Les échanges entre la Chine et l’Afrique franchissent une nouvelle étape avec la mise en place progressive d’un corridor logistique combinant transport maritime et ferroviaire. Cette nouvelle organisation vise à renforcer la fluidité des échanges commerciaux entre les deux espaces, dans un contexte d’intensification des relations économiques.
Le projet repose sur la création d’une chaîne de transport continue, capable de relier les zones industrielles asiatiques aux marchés africains. L’objectif est de faciliter l’acheminement des marchandises tout en réduisant les délais logistiques et les coûts liés au transport international.
Dans ce dispositif, les produits sont acheminés depuis les centres de production vers les ports par voie ferroviaire, avant d’être transportés par voie maritime vers l’Afrique.
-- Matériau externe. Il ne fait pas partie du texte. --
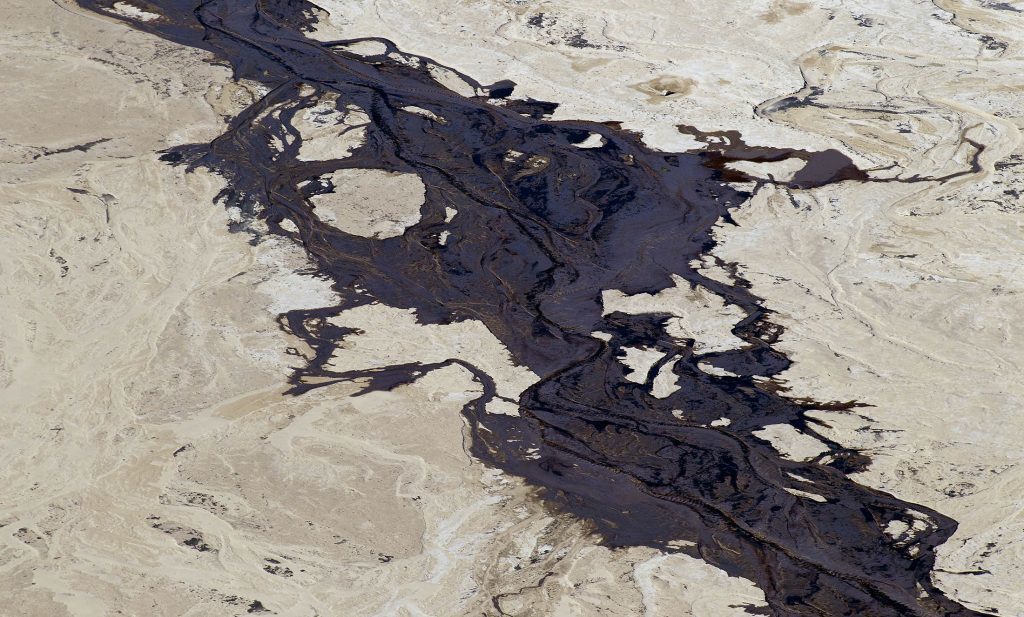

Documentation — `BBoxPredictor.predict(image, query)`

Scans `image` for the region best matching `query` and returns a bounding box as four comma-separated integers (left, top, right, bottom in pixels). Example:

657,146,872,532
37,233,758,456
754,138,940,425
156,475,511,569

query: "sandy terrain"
0,0,1024,617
Une fois arrivées sur le continent, les marchandises sont redistribuées vers les marchés intérieurs grâce aux réseaux routiers et ferroviaires locaux.
Ce système vise également à assurer une meilleure continuité logistique en limitant les ruptures de charge, c’est-à-dire les interruptions et manipulations successives des marchandises, souvent sources de pertes de temps et de coûts supplémentaires dans les chaînes d’approvisionnement.
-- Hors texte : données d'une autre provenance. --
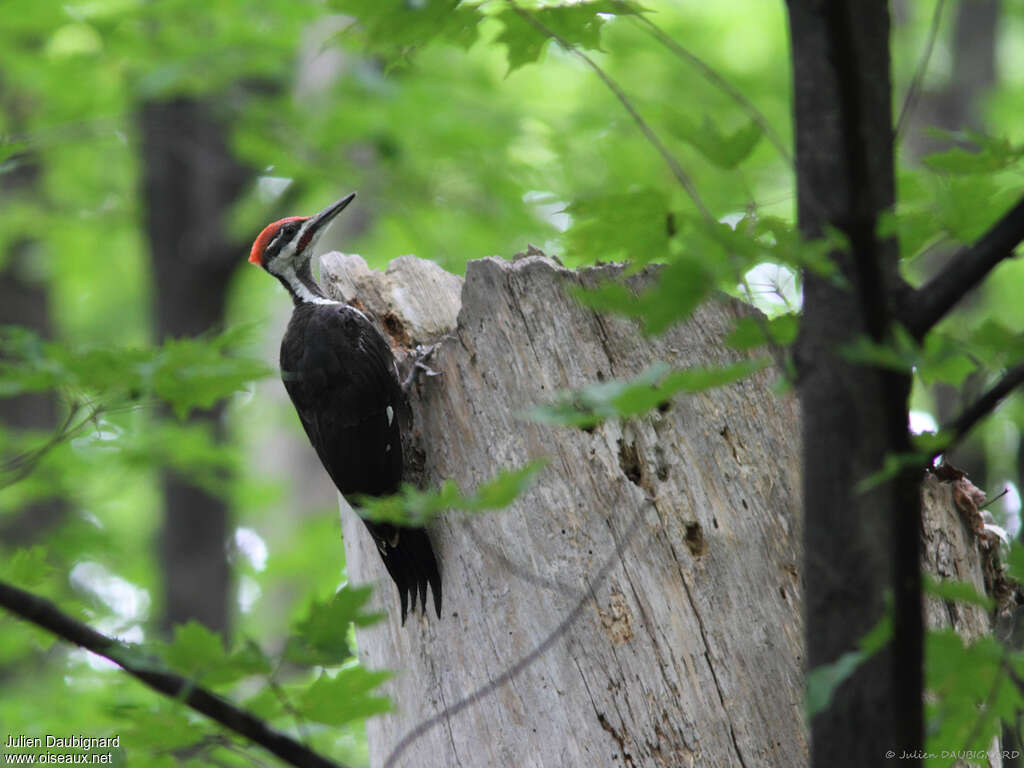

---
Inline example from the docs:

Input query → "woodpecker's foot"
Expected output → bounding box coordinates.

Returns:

À travers ce corridor, les acteurs économiques cherchent à améliorer l’efficacité des échanges commerciaux entre les deux régions, tout en renforçant l’intégration des infrastructures de transport à l’échelle internationale.
À terme, ce corridor pourrait contribuer à transformer les circuits traditionnels du commerce entre la Chine et l’Afrique, en rendant les échanges plus rapides, plus structurés et mieux intégrés.